I was brought up to believe
The universe has a plan
We are only human
It’s not ours to understand
“BU2B” (Clockwork Angels, 2012)
The Daydreamer
As a teenager discovering Rush, there was definitely an initial phase in which I was there for the heaviness and progressiveness of the music, and the science fiction. I think the young Neil Peart who found escape in Tolkien, mythology, and speculative fiction, began to address head-on the desire to pass beyond one’s borders. In the 80s, Peart often considers the need to outgrow the definitions that life has imposed upon the individual. And it was meditating on this theme in his work that kept me coming back to Rush and their ’80s output again and again. 1981-87 Rush became the sound track of my adolescence, and therefore forever imprinted upon the wiring of my brain, with all of its reforming and whatnot as a teenager.
In “Subdivisions” in 1982, Peart writes that the suburbs, like the one in which he grew up, “have no charms to soothe the restless dreams of youth.” The next track on the Signals album, “The Analog Kid” also looks at youth and the need to grow, change, and move, even though the future may be uncertain.
When I leave
I don’t know what I’m hoping to find
And if I leave
I don’t know what I’m leaving behind
Signals (1982)
The need to escape the suburbs merges with the need for the new and unexplored in general–a new scene, a new inspiration. “Middletown Dreams” from Power Windows (1985), depicts the desperate longing for more while still exalting in the ability people have to create, build, dream, and do:
Dreams flow across the heartland
Feeding on the fires
Dreams transport desires
Drive you when you’re down
Dreams transport the ones
Who need to get out of town
“Middletown Dreams” (Power Windows, 1985)
It’s hard to summarize someone’s life, let alone their work.

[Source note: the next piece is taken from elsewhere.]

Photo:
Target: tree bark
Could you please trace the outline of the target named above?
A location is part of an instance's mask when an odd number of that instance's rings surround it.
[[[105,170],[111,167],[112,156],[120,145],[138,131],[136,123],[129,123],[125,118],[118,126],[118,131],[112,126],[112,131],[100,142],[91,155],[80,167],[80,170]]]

As I’ve considered Peart’s work and what I know about his own life, though, if forced to characterize his artistic output with one word, I would say: hope.
It’s important to note that hope does not always look like contentment or even optimism. Hope is something deeper. Hope is that deeply human drive that keeps one moving forward. The mid-’90s looked like the end of Rush, on hiatus, after Peart lost his wife and daughter in separate, tragic circumstances. Somehow, on a lonely road yet supported by friends, Neil emerged in his own triumph of everyday glory. This is what his life and work have meant to me and so many others.

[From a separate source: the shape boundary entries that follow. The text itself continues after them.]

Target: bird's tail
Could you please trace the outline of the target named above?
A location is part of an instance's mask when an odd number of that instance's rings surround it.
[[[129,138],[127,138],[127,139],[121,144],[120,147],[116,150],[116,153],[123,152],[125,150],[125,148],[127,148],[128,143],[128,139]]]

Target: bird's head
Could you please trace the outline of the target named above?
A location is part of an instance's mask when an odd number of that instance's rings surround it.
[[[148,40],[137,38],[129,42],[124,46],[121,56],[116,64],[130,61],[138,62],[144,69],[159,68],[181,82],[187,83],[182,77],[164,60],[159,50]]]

Pack up all those phantoms
Shoulder that invisible load…
Shadows on the road behind
Shadows on the road ahead
Nothing can stop you now
“Ghost Rider” (Vapor Trails, 2002)
One reply on “Everyday Person: Neil Peart and His Work”

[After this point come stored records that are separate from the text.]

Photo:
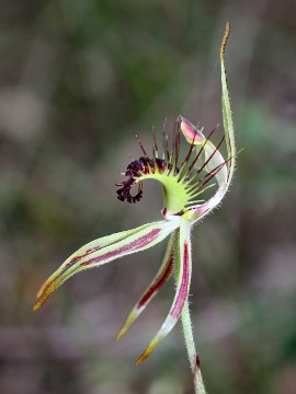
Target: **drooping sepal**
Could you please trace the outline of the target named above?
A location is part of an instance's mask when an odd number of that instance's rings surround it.
[[[82,246],[42,286],[34,310],[39,309],[48,297],[75,274],[145,251],[166,239],[177,227],[174,222],[159,221],[104,236]]]
[[[172,233],[170,235],[170,241],[168,243],[162,264],[157,275],[155,276],[151,283],[147,287],[147,289],[144,291],[138,302],[130,311],[126,321],[122,325],[122,328],[116,335],[116,340],[119,340],[126,334],[130,325],[135,322],[136,318],[138,318],[138,316],[146,309],[146,306],[149,304],[152,298],[155,298],[155,296],[159,292],[159,290],[166,285],[166,282],[170,278],[173,268],[174,242],[175,242],[175,234]]]
[[[136,364],[139,364],[151,355],[160,341],[174,327],[182,313],[183,305],[189,296],[192,273],[190,229],[191,225],[185,221],[180,224],[180,235],[178,235],[179,245],[177,244],[177,248],[179,248],[179,251],[175,251],[175,253],[180,253],[180,267],[175,270],[177,289],[170,312],[155,338],[137,359]]]

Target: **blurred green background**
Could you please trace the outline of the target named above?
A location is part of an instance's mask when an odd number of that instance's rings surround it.
[[[161,188],[130,206],[115,183],[182,114],[221,121],[218,48],[238,148],[223,207],[194,231],[191,302],[208,392],[296,387],[295,0],[0,1],[0,393],[190,394],[181,325],[140,367],[169,285],[118,344],[164,244],[39,285],[95,237],[160,218]]]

I appreciate learning what Neil Peart meant to you. Dave and I have listened to some songs, trying to see what you see. Although we haven’t developed an appreciation for the music, yet, to quote Neil Peart, my heart goes out to you. ❤️ I do appreciate his poetic lyrics, like “Different eyes see different things… Different hearts beat on different strings” That’s true. Thanks for sharing your heart with us.